Monday, August 15, 2016

The Day

The Day

Warm gray sky veined with branches out the window on the first day of May as I nurse my son to sleep and I recall a warm storm one evening when I was seven. Porch swing, white eyelet dress, glittery plastic pony in my hand, my best friend next door in her living room watching the Miss Teen America pageant. What I felt as I leaned into the wind: the future is coming, the future is coming, and there is so much I don’t yet know about everything, my best friend, who we would be, how the invisible maelstrom of love and pain and decisions crouched before us all like the horizon, its breath warm on our cheeks.

What is the day.

What is one evening. What is one evening when I was seven, and one when I am thirty-three, and the dangling chain draped between them, a collar brooch. What is the throat beneath this collar.

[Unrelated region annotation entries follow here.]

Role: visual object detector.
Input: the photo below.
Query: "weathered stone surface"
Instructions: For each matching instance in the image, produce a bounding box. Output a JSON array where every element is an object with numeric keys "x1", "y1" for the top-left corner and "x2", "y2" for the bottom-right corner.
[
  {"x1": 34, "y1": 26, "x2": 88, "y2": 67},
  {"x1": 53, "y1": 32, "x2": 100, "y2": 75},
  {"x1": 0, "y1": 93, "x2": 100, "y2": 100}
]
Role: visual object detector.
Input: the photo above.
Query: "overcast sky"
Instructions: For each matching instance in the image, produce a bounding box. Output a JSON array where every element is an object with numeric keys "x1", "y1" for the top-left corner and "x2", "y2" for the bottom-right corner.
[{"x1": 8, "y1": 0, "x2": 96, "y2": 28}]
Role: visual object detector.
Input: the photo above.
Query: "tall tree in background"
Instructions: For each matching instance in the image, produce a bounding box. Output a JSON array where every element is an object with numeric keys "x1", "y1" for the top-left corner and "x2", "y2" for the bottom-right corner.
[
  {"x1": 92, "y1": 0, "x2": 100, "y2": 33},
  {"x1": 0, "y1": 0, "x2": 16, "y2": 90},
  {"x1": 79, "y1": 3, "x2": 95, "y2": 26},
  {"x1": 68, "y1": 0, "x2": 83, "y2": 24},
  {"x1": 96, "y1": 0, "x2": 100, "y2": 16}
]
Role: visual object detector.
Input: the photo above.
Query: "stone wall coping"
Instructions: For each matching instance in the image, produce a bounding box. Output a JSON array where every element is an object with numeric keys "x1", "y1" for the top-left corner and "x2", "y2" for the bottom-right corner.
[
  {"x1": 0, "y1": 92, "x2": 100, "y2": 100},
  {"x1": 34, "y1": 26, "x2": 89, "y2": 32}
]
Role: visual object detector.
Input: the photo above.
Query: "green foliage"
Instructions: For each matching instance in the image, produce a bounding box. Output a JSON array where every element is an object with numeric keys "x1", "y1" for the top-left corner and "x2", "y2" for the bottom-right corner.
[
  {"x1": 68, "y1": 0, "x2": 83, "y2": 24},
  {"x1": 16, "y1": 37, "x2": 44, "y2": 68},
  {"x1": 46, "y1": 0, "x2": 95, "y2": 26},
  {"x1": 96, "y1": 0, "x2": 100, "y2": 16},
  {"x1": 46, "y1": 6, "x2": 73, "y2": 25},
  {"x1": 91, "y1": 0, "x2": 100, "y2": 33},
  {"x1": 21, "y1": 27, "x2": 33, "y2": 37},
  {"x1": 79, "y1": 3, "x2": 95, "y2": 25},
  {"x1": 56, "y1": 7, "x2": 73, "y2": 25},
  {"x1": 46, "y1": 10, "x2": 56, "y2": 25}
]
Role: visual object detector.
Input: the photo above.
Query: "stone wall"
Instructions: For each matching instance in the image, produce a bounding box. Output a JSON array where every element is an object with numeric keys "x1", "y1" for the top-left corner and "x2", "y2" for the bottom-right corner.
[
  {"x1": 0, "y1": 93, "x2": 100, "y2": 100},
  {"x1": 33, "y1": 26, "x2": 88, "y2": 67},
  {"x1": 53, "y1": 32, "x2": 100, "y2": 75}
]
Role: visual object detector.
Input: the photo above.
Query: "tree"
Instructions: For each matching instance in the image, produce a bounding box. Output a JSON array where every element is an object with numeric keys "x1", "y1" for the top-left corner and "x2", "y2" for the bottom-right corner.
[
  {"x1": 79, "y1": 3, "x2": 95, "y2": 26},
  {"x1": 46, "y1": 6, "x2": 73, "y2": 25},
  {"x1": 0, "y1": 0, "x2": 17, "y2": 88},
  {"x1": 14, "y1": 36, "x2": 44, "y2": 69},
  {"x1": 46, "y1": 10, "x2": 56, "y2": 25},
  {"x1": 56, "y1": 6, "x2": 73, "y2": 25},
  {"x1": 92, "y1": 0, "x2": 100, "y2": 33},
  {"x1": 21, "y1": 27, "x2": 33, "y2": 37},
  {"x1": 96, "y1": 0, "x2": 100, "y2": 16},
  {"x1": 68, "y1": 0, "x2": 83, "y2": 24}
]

My son does so many things well, even though he has only been in our world for five months. He eats, he grows, he crows and croons his language up into the sky of our bedroom for us to wake to. He lets a sharp tooth within his mouth pierce his gums, he smiles and uses his eyes to say he loves us, he wants to sit up while holding our hands, he has started to roll over. He naps erratically but sleeps well at night. We nurse as the light leaves the room, and when it’s dark, he’s full and asleep. I let him fall deeper into his sleep, into his dreams. I transfer him to his crib, slowly, matching our breaths, matching my movements to our breaths, lifting, standing, approaching the crib and placing him inside, trying each night for the softest descent. Shh shh shh, three times, times nine or ten or fifty, shh shh shh. Let the day fall away from you, sweet baby. Tomorrow there is more.

Our day gets spent. Sometimes it clinks by in pennies, three books read sprawled on an elephant blanket, a granola bar eaten in six minutes, moments laughing back and forth at the joke of how I touch his nose and say boop, a song about a monkey, a diaper, a diaper, a diaper. At some point in the day, I lose a stack of bills, it becomes 4:00 in the afternoon, or I am suddenly washing my face before bed.

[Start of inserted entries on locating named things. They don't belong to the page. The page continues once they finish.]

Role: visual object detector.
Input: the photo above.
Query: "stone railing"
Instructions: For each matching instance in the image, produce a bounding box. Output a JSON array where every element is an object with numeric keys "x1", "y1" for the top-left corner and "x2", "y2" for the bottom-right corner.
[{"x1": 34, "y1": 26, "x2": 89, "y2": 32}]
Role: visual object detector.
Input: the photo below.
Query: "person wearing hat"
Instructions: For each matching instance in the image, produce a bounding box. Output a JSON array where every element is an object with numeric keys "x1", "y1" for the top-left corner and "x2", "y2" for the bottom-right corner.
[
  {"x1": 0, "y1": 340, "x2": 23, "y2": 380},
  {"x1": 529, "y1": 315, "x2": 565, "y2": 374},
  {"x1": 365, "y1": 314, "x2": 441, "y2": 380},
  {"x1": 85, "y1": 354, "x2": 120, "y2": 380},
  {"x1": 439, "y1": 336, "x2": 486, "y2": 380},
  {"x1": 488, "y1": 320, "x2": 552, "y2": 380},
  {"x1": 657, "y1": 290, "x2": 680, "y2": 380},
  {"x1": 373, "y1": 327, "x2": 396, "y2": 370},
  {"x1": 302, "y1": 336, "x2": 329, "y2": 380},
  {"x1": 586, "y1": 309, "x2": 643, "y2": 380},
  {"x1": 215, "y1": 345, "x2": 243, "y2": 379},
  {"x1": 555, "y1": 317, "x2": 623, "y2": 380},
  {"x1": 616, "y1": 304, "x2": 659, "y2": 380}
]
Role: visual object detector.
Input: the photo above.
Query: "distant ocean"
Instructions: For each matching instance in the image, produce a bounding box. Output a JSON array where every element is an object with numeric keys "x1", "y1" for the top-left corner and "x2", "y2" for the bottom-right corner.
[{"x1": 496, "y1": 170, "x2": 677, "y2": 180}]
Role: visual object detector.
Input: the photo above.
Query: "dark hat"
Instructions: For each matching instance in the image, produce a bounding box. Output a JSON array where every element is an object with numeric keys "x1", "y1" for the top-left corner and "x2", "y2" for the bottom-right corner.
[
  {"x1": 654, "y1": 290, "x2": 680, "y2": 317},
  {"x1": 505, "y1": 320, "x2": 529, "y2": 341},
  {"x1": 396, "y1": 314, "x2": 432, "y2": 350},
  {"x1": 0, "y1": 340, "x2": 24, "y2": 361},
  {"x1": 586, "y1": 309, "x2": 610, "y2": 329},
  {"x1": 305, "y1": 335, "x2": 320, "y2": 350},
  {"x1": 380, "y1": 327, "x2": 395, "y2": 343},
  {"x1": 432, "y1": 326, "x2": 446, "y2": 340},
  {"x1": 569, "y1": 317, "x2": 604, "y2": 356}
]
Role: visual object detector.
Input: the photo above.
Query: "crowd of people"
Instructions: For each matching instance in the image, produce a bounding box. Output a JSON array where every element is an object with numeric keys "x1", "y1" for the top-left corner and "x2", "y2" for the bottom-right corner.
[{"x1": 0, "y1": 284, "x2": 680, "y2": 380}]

Never before him have I been able to wake early without an alarm clock. Now I wake to his noises. I do not go out to work. I do not need to rush to get ready. I change him, I feed him, I let him doze. Maybe I doze while holding him. My husband gets up and we talk to our son. I’ll shower and come downstairs and we will start our day. I will move based on his needs. Son, you are my clock.

2 comments

  1. Hannah, This is magic. A piece full of beauty and music and, somehow, the quiet in and out of breath. I gasped at your last line. Thank you.